Why Was Prince William Booed? Liverpool Fans' Actions Explained

Prince William was booed by soccer fans at the FA Cup final as a rebellion against the establishment rather than due to personal animosity, experts have said.

Liverpool fans were blamed for boos that rung out at Wembley Stadium when the Duke of Cambridge's presence was announced on the tannoy on Saturday. U.K. lawmaker Karen Bradley, a former Conservative Party culture secretary, called for those responsible to face consequences, among condemnation from the British political class.

However, the slight may in reality have little to do with the prince as an individual and everything to do with the political history of the club and the city where it is based. In 1989, the Hillsborough disaster saw 96 people killed in a human crush at a match between Liverpool and Nottingham Forest.

Liverpool fans were initially blamed erroneously for the incident. Last year, South Yorkshire and West Midlands police forces agreed to pay compensation to 600 people over a cover-up of mistakes by officers on the day, the BBC reported.

Prince William Visits Football Club
Prince William was booed at the FA Cup final at Wembley Stadium in London on May 14. The negative reaction may have been an expression of anti-establishment feeling. Above, William is seen visiting the Heart of Midlothian Football Club during a visit to Scotland on May 12, 2022. Jane Barlow - WPA Pool/Getty Images

Connor O'Neill, a football writer at local paper the Liverpool Echo, cited the catastrophe as a major cause of fans' widespread distrust in the establishment, alongside the politics of the 1980s when Margaret Thatcher was Britain's prime minister.

O'Neill told the Daily Mirror: "The origins of why the red half of Merseyside boo the national anthem can be traced back to the 1980s. The Conservative government's 'managed decline' of the city was then followed by the failings of the government following the Hillsborough disaster further entrenched those feelings."

Kevin Maguire, associate editor of the Daily Mirror, told Good Morning Britain: "There is a long tradition of Liverpool fans going back to the 1980s and Thatcher and they're not booing the queen, it's booing the establishment. You've got to remember at the end of the period you had Hillsborough when Liverpool fans and people were treated appallingly by the establishment."

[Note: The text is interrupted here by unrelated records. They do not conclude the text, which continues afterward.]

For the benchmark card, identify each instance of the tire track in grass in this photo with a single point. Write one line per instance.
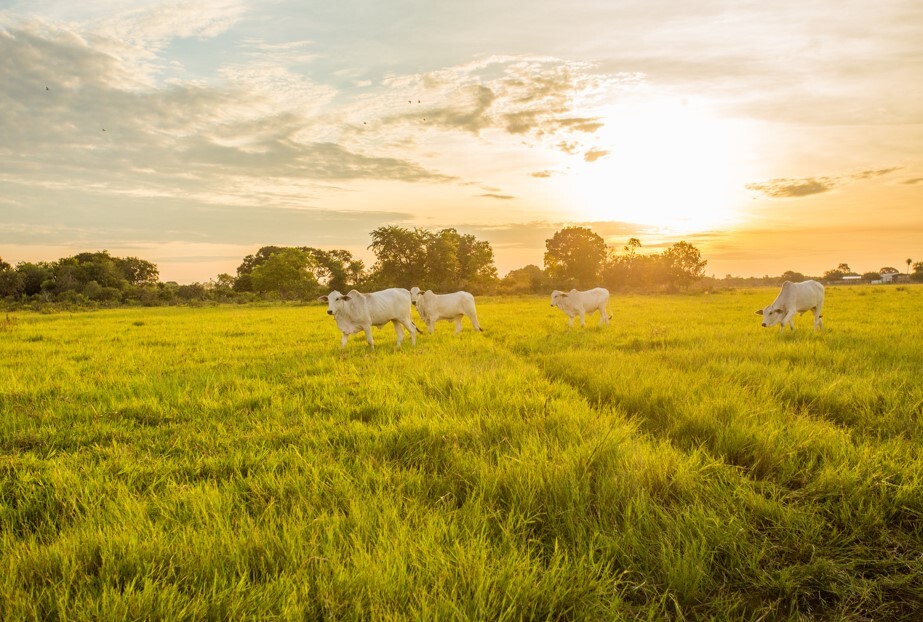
(867, 497)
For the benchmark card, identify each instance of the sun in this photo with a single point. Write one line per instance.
(669, 165)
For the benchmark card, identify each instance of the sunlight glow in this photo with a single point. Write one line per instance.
(669, 166)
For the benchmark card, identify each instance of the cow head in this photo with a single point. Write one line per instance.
(335, 301)
(771, 315)
(557, 297)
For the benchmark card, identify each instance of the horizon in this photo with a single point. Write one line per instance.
(192, 134)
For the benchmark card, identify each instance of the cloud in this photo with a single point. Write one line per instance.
(793, 188)
(787, 188)
(517, 95)
(70, 114)
(532, 235)
(52, 217)
(594, 154)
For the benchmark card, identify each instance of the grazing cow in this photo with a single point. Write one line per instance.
(795, 298)
(356, 312)
(434, 307)
(575, 303)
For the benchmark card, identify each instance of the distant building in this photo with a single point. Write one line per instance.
(892, 278)
(895, 278)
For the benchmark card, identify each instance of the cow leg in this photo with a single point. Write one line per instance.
(400, 332)
(368, 336)
(412, 329)
(818, 319)
(474, 321)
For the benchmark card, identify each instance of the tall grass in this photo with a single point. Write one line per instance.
(231, 463)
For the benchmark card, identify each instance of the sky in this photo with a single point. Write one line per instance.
(772, 136)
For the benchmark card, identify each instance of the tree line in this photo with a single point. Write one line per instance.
(442, 260)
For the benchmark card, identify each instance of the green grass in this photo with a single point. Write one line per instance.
(683, 463)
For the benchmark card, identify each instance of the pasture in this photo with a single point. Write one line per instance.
(228, 463)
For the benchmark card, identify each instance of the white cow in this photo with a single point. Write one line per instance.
(795, 298)
(575, 303)
(434, 307)
(356, 312)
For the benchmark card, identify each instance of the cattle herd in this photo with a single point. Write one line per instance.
(355, 311)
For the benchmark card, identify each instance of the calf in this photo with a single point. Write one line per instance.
(574, 303)
(356, 312)
(795, 298)
(434, 307)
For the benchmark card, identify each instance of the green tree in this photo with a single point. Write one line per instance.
(11, 282)
(443, 270)
(400, 256)
(684, 264)
(287, 273)
(476, 269)
(137, 271)
(574, 257)
(336, 269)
(529, 279)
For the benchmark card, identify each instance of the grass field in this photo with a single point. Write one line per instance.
(229, 463)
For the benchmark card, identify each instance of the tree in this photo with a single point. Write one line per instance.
(444, 260)
(529, 279)
(137, 271)
(11, 282)
(288, 273)
(838, 273)
(684, 264)
(336, 269)
(917, 276)
(574, 257)
(442, 266)
(476, 269)
(400, 255)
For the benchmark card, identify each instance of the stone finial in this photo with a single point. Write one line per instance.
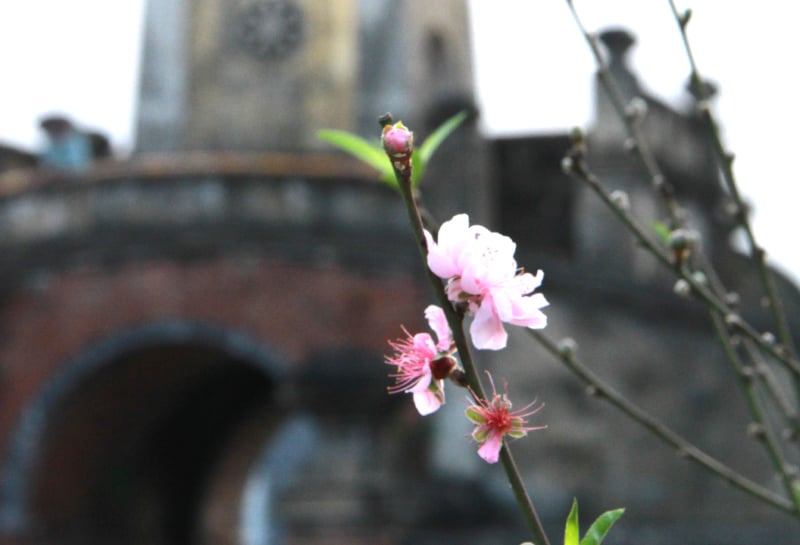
(617, 42)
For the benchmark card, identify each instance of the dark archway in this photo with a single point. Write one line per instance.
(118, 447)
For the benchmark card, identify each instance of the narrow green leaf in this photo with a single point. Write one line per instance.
(440, 135)
(599, 528)
(370, 153)
(662, 231)
(417, 168)
(572, 531)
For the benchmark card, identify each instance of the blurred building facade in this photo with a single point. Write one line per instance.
(192, 342)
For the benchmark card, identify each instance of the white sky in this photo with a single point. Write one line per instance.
(533, 74)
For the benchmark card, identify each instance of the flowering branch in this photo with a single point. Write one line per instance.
(398, 142)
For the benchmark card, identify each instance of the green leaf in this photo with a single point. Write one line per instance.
(599, 528)
(662, 231)
(572, 531)
(370, 153)
(417, 169)
(424, 153)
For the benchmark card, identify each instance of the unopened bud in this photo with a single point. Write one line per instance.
(442, 367)
(700, 277)
(621, 199)
(732, 299)
(567, 347)
(756, 431)
(682, 288)
(398, 141)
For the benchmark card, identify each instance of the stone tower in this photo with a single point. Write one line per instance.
(265, 75)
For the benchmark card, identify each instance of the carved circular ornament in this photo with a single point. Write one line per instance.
(270, 30)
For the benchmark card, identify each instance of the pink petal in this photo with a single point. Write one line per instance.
(487, 330)
(439, 262)
(427, 402)
(526, 312)
(438, 323)
(490, 449)
(445, 252)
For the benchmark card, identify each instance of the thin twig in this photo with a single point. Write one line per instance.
(455, 321)
(684, 447)
(631, 125)
(575, 166)
(761, 430)
(725, 159)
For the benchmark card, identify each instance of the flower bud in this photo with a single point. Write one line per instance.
(682, 288)
(441, 367)
(398, 141)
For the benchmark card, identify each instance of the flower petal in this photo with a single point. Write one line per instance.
(438, 323)
(486, 329)
(427, 402)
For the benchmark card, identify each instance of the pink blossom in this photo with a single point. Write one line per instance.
(398, 141)
(494, 420)
(438, 323)
(479, 268)
(422, 364)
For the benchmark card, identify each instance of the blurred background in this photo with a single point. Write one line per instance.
(196, 292)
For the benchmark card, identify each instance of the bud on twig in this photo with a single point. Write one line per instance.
(567, 347)
(682, 288)
(398, 143)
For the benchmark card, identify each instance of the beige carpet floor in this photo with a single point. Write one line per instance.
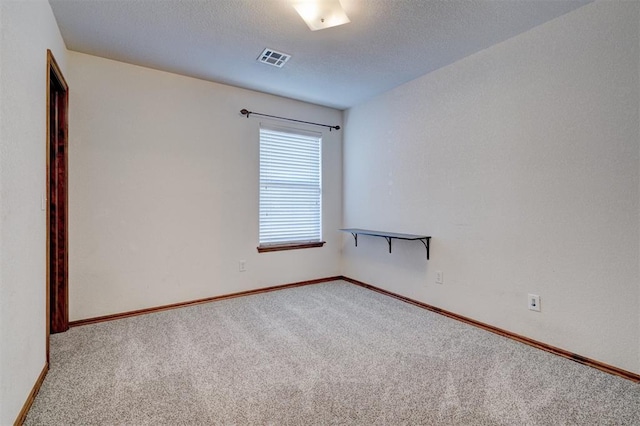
(331, 353)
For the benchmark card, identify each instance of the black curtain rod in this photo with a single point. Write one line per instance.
(246, 112)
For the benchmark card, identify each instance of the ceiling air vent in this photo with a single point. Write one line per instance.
(271, 57)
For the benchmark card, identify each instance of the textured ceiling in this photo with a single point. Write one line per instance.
(387, 43)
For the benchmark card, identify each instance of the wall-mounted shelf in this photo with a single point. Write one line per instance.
(424, 239)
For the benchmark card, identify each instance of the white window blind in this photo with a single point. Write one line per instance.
(290, 186)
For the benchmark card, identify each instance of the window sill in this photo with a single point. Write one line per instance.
(293, 246)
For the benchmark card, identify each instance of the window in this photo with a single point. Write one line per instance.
(290, 189)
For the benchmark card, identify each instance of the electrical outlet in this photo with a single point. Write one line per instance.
(534, 302)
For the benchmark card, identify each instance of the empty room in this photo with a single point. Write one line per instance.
(319, 212)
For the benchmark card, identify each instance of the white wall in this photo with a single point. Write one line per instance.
(27, 30)
(164, 189)
(522, 162)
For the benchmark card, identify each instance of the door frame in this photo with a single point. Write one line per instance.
(56, 82)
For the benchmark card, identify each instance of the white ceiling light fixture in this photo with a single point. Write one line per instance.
(321, 14)
(273, 57)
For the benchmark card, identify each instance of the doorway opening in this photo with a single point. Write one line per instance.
(57, 201)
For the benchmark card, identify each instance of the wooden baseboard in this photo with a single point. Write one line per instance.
(32, 396)
(197, 302)
(522, 339)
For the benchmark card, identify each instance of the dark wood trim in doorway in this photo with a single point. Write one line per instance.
(57, 292)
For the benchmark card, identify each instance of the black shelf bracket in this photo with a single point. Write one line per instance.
(388, 236)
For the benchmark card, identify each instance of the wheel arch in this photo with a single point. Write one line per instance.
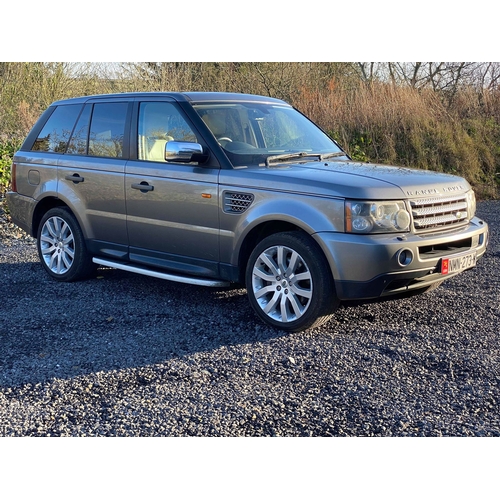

Liverpool, famous internationally as the home of The Beatles, is a port city that had a strong industrial economy that collapsed in the 1980s. Thatcher was perceived as being indifferent to the suffering of workers during that time when there were riots, industrial unrest, and clashes with the local Labour-run council, the BBC reported.

Whether personal or not, for Prince William the boos come fresh on the back of a disastrous tour of the Caribbean in March which was intended to celebrate 70 years of Queen Elizabeth II's reign. There were protests and calls for reparations and an apology for slavery, while Jamaican Prime Minister Andrew Holness indicated a desire to remove the queen as head of state after meeting William and his wife, Kate Middleton, on March 23.

The queen's Platinum Jubilee also got off to a rocky start when Prince Andrew settled a sexual abuse lawsuit brought by Virginia Giuffre, who the Duke of York now acknowledges is a victim of Jeffrey Epstein. He denied her allegations of rape but paid an out-of-court settlement.

Andrew caused a further wave of headlines when he played an unexpectedly prominent role in a memorial service for Prince Philip, walking his mother to her seat despite having pledged to retreat from public life.

There are early signs dissatisfaction may be creeping into younger audiences in Britain, with more 18 to 34-year-olds indicating they want to abolish the monarchy rather than keep it in a recent survey by YouGov.